Automatically determines encoding mode based on inputs.

Data Processing

Input Format Handling

The data_process method handles various input formats:

Image Inputs:

  • Single path string: "/path/to/image.jpg"
  • List of paths: ["/path/1.jpg", "/path/2.jpg"]
  • PIL.Image object(s)
  • Automatically converts to pixel_values tensor

Text Inputs:

  • Single string: "a photo of a cat"
  • List of strings: ["cat", "dog", "bird"]
  • Automatically tokenizes and pads

Multi-Modal Inputs:

  • Images and text must be same type (both str or both list)
  • Lists must have same length
  • Combined for composed queries

Preprocessing Pipeline

# Set processor
model.set_processor("openai/clip-vit-base-patch32")

# Automatic preprocessing
images, text, data_type = model.data_process(
    images="/path/to/image.jpg",
    text="a photo of a cat"
)
# Returns:
# - images: preprocessed pixel_values
# - text: tokenized input_ids + attention_mask
# - data_type: "multimodal"

Contrastive Learning

Loss Function

def clip_loss(similarity: torch.Tensor) -> torch.Tensor:
    caption_loss = F.cross_entropy(
        similarity,
        torch.arange(len(similarity), device=similarity.device)
    )
    image_loss = F.cross_entropy(
        similarity.t(),
        torch.arange(len(similarity), device=similarity.device)
    )
    return (caption_loss + image_loss) / 2.0

Symmetric cross-entropy loss:

  • Image-to-text: Predict correct text for each image
  • Text-to-image: Predict correct image for each text
  • Diagonal elements are positive pairs

Similarity Computation

# Normalized embeddings
image_embeds = image_embeds / ||image_embeds||
text_embeds = text_embeds / ||text_embeds||

# Scaled cosine similarity
logit_scale = exp(self.logit_scale)
logits_per_text = text_embeds @ image_embeds.T * logit_scale
logits_per_image = logits_per_text.T
    1. Attention Mechanisms ==

Eager Attention (Default)

Standard PyTorch attention implementation with explicit Q, K, V computation.

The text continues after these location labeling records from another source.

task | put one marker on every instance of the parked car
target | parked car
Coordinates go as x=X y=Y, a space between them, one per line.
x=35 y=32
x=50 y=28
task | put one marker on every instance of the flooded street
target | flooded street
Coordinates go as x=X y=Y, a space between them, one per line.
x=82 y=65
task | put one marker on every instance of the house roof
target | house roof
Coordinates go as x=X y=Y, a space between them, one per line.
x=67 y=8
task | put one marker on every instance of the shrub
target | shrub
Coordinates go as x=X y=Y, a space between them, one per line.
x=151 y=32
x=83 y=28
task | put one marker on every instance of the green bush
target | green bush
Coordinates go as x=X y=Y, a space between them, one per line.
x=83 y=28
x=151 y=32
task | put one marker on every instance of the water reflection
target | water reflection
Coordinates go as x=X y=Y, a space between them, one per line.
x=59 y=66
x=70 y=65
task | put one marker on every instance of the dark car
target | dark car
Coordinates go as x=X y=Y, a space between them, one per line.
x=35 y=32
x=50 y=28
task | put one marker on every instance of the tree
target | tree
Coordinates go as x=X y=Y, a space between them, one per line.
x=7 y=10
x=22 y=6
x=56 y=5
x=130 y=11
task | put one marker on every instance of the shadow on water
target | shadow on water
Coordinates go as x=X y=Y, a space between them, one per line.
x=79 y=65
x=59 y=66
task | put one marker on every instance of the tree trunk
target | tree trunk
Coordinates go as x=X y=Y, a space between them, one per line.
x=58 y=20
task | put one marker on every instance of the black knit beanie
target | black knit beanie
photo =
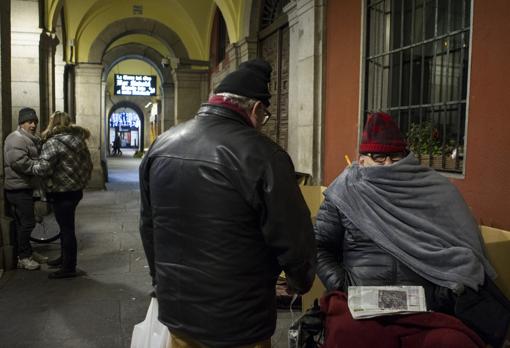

SDPA (Scaled Dot-Product Attention)

attn_output = torch.nn.functional.scaled_dot_product_attention(
    query_states, key_states, value_states,
    attn_mask=attn_mask,
    dropout_p=self.dropout,
    scale=self.scale
)

Optimized fused attention kernel, faster than eager mode.

Flash Attention 2

attn_output = _flash_attention_forward(
    query_states, key_states, value_states,
    attention_mask,
    q_len,
    dropout=dropout_rate,
    is_causal=causal_attention_mask is not None
)

Memory-efficient attention, especially for long sequences.

Usage Examples

Basic Image-Text Matching

from modeling_MMRet_CLIP import CLIPModel
from transformers import CLIPProcessor
from PIL import Image

# Load model and processor
model = CLIPModel.from_pretrained("openai/clip-vit-base-patch32")
model.set_processor("openai/clip-vit-base-patch32")
model.eval()

# Encode image
image = Image.open("cat.jpg")
image_emb = model.encode(images=image)  # (1, 512)

# Encode text
texts = ["a cat", "a dog", "a bird"]
text_emb = model.encode(text=texts)  # (3, 512)

# Compute similarity
similarity = (image_emb @ text_emb.T).squeeze()  # (3,)
probs = similarity.softmax(dim=0)
print(f"Probabilities: {probs}")  # [0.8, 0.15, 0.05]

Multi-Modal Query

# Reference image + text modification
ref_image = "blue_shirt.jpg"
modification = "make it red"

# Encode composed query
query_emb = model.encode(images=ref_image, text=modification)  # (1, 512)

# Encode candidate images
candidates = ["red_shirt.jpg", "blue_pants.jpg", "green_shirt.jpg"]
candidate_embs = model.encode(images=candidates)  # (3, 512)

# Find best match
similarity = (query_emb @ candidate_embs.T).squeeze()
best_idx = similarity.argmax()
print(f"Best match: {candidates[best_idx]}")

Batch Processing

# Batch encode images
image_paths = [f"image_{i}.jpg" for i in range(100)]
batch_size = 32

all_embeddings = []
for i in range(0, len(image_paths), batch_size):
    batch_paths = image_paths[i:i+batch_size]
    batch_emb = model.encode(images=batch_paths)
    all_embeddings.append(batch_emb)

all_embeddings = torch.cat(all_embeddings, dim=0)  # (100, 512)

Zero-Shot Classification

# Define classes
classes = ["cat", "dog", "bird", "car", "tree"]
templates = [f"a photo of a {c}" for c in classes]

# Encode class descriptions
class_embs = model.encode(text=templates)  # (5, 512)

# Classify image
test_image = "test.jpg"
image_emb = model.encode(images=test_image)  # (1, 512)

# Compute similarity
logits = (image_emb @ class_embs.T).squeeze() * 100  # Scale for better softmax
probs = logits.softmax(dim=0)

# Get prediction
pred_idx = probs.argmax()
print(f"Prediction: {classes[pred_idx]} (confidence: {probs[pred_idx]:.2%})")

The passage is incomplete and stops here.